Хотя бы здесь он мог её не послушать, и не послушал – щёлкнув зажигалкой, затянулся новой сигаретой. Мрачно курил, иногда поднимая сигарету перед глазами и пристально глядя в тихо мерцающий табак.
Она говорила о своём любимом с болью и ужасом.
– …и ещё ты… Ты… И ещё от машины опять пахнет бензином! – кричала она.
Он покосился на белое своё, большелобое авто, и, шагнув ближе, зачем-то похлопал по багажнику, как по крупу животного. Жадно вдыхая сигаретный дым, никакого запаха не чувствовал, ни бензина, ни леса, ни табака.
– И перестань, в конце концов, стоять тут… как мёртвый! – вдруг закричала она, и громко, по-детски, заплакала, спрятав маленькое, любимое лицо в ладонях, а пальцы её дрожали, как после ручной стирки в холодной воде.
– Дочка. Доченька моя, – наконец вспомнил он.
Протянул ей руки, но мешала сигарета. Тогда он, опустив руку, разжал пальцы, указательный и средний, меж которых сигарета была привычно зажата, – и так она упала, золотясь, вниз.
Одновременно левой рукой он уже привлекал любимую к себе:
– Дочка моя, не плачь никогда.
Очарованно смотрю на её шею утром, на висок; и ещё тонкие вены вижу – там, где белый сгиб руки.
Она так дышит, как будто я молюсь.
Подари ей бессмертье, слышишь, ты, разве жалко тебе.
…Но ты подарил, подарил; я знаю, знаю…
Молчу, молчу.
Бабушка, осы, арбуз
Бабушка ела арбуз. Это было чудесным лакомством августа. Мы – большая, нежная семья – собирали картошку. Я до сих пор помню этот весёлый звук – удар картофелин о дно ведра. Вёдра были дырявые, негодные для похода на колодец, им оставалось исполнить последнее и главное предназначение – донести картофельные плоды до пузатых мешков, стоявших у самой кромки огорода.
Картофель ссыпа́лся в мешки уже с тихим, гуркающим, сухим звуком. От мешков пахло пылью и сыростью. Они провели целый год в сарае, скомканные.
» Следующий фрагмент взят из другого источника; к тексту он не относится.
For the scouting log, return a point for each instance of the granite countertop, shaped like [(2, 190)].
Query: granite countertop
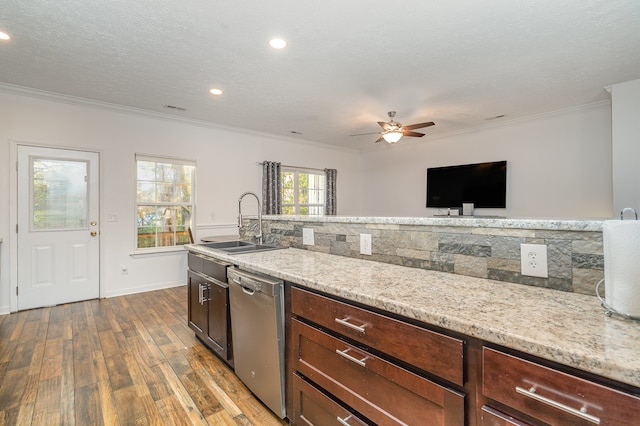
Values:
[(458, 221), (567, 328)]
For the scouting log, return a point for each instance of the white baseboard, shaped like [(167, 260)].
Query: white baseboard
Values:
[(144, 289)]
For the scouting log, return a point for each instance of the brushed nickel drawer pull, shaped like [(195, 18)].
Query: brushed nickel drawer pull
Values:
[(582, 412), (361, 362), (346, 323)]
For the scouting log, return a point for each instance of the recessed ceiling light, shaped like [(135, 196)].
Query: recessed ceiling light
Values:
[(175, 108), (277, 43)]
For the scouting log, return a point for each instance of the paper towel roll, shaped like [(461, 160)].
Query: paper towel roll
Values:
[(621, 243)]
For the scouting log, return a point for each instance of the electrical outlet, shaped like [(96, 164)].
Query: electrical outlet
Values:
[(365, 244), (533, 260), (307, 236)]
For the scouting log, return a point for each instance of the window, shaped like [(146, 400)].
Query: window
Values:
[(165, 196), (303, 192)]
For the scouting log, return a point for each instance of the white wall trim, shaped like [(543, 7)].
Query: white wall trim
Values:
[(145, 288)]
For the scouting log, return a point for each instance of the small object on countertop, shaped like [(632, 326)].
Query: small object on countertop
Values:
[(219, 238), (621, 245)]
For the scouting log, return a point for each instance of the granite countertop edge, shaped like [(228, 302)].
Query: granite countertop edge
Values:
[(588, 225), (567, 328)]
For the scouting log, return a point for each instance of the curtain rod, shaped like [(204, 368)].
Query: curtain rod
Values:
[(296, 167)]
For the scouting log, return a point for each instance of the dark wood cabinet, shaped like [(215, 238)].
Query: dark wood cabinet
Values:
[(313, 407), (546, 395), (208, 304), (359, 358)]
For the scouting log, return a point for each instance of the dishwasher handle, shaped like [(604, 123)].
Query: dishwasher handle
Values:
[(249, 286)]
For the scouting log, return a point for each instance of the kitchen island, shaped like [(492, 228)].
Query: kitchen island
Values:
[(568, 330)]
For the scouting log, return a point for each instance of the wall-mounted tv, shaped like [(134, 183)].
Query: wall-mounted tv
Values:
[(483, 184)]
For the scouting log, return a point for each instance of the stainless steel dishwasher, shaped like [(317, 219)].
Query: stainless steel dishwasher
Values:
[(257, 325)]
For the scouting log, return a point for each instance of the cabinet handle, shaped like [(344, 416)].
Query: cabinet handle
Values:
[(346, 323), (361, 362), (582, 412), (345, 421), (201, 289)]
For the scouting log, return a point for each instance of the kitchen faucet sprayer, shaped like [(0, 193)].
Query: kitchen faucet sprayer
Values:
[(259, 234)]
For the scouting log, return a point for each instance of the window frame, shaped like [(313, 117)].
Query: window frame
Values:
[(297, 205), (191, 203)]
Мешки тоже были рваные, но не сильно; иногда из тонко порванной боковины вылуплялась маленькая, легкомысленная картофелинка. Когда мешок поднимали, она выпрыгивала на землю, сразу же зарываясь в мягком чернозёме, и больше никто её не вспоминал.
Высоко стояло солнце, но солнечный свет уже был полон августом, его медленным и медовым исходом.
Я всё время ловил себя на мысли, что мне хочется встать и долго смотреть на солнечный диск, будто расставаясь с ним на долгое счастливое плавание. Наверное, мне просто не хотелось работать.
Подумав, я сказал, что едва ли сбор картошки является мужским делом, но меня не поддержали. Против были моя мать, моя тётка, мои сёстры и даже забежавшая помочь соседка.
Только бабушка вступилась за меня.
– А то мужское! – сказала она. – Когда это мужики в земле ковырялись. Это бабьи заботы. Ложись вон на травку, пока мы собираем. Вон какие мешки таскаешь, надорвёшься.
Бабушка говорила всё это с неизменной своей милой иронией – и всё равно бабы закричали на неё, замахали руками, говоря наперебой, что только мужчины и должны рыться в земле, некуда их больше приспособить.